Desde 1548, año en que comienzan los asentamientos permanentes en la ciudad, hasta casi finalizar el siglo XVIII, la alhóndiga estuvo en algunas casas acondicionadas como bodegas. No se tiene noticia del lugar exacto en el que se encontraban ubicadas, si fue una o varias, pero algo seguro es que estuvo en las principales calles de la ciudad, por ejemplo en la plaza principal o la calle de Tacuba.
A raíz de los cambios ocasionados en el periodo conocido como reformismo borbón, las autoridades locales, en específico el intendente Francisco Rendón, se encargaron de buscar un lugar perene en el que se ubicara la nueva alhóndiga.
Después de varios litigios y enconos entre el intendente y el ayuntamiento, se decidió y logró comprar un terreno enfrente de la plazuela de Villarreal (hoy Independencia). Para ello y tener la manzana completa, se compraron algunas casas que fueron derruidas para tal efecto, asimismo se tuvo que construir un puente, el cual aún es visible y transitado a diario, éste se ubica en la calle del “puente nuevo” (hoy Aldama), para encauzar los escurrimientos naturales que arribaban desde la mina Quebradilla y se juntaban con el embovedado principal.

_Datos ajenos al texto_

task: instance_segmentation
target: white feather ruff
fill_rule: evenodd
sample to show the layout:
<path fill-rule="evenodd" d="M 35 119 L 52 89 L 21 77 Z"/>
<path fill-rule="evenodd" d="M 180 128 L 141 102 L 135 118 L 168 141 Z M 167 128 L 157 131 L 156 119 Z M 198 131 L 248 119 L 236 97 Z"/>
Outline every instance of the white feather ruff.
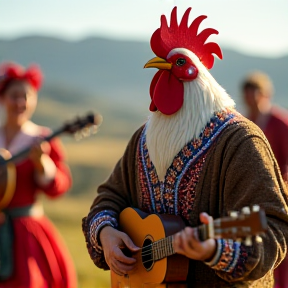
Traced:
<path fill-rule="evenodd" d="M 183 48 L 172 50 L 168 56 L 172 53 L 190 57 L 198 68 L 198 76 L 191 82 L 184 82 L 184 103 L 178 112 L 164 115 L 157 111 L 148 120 L 147 147 L 160 181 L 164 180 L 177 153 L 200 136 L 213 114 L 235 106 L 194 53 Z"/>

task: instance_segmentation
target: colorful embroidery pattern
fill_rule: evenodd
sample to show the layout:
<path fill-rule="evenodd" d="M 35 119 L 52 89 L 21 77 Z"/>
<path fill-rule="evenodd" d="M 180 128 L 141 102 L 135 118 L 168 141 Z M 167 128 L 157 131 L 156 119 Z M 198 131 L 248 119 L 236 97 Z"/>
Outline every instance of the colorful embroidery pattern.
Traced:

La construcción inició en 1801 y se terminó a finales del año 1810. Tuvo muchos retrasos debido a la falta de liquidez, esto causó que los avances sufrieran desperfectos por lo que el costo aumentó, no obstante y después de haber recurrido al fondo de propios y arbitrios del ayuntamiento (impuestos y rentas locales), se logró concluir con un costo mayor a los 90 mil pesos de la época.

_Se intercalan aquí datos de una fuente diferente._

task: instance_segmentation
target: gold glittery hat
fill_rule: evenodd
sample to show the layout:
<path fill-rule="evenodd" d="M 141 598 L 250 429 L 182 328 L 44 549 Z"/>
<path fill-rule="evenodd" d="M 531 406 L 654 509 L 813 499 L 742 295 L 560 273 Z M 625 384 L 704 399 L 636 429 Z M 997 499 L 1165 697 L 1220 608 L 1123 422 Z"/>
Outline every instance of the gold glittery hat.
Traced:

El edificio es de una sola planta con un estilo arquitectónico neoclásico, consta de dos secciones y más de 40 salas y la orientación es norte-sur para evitar el pudrimiento de los granos debido al ingreso del sol durante gran parte del día por medio de las ventanas; finalmente, los materiales usados fueron piedra en su mayoría, cantera, hierro para las ventanas y balcones, así como estuco y pinturas.
Con el paso del tiempo tuvo varios usos, tales como fábrica de tabacos, escuelas, presidencia municipal y biblioteca. Actualmente es la Casa de Cultura municipal, sin embargo, la mitad del edificio mantiene algo de su función inicial, pues es el famoso mercado Laberinto, y aunque tiene el nombre de un famoso poeta sugiero lleve el nombre de su principal impulsor.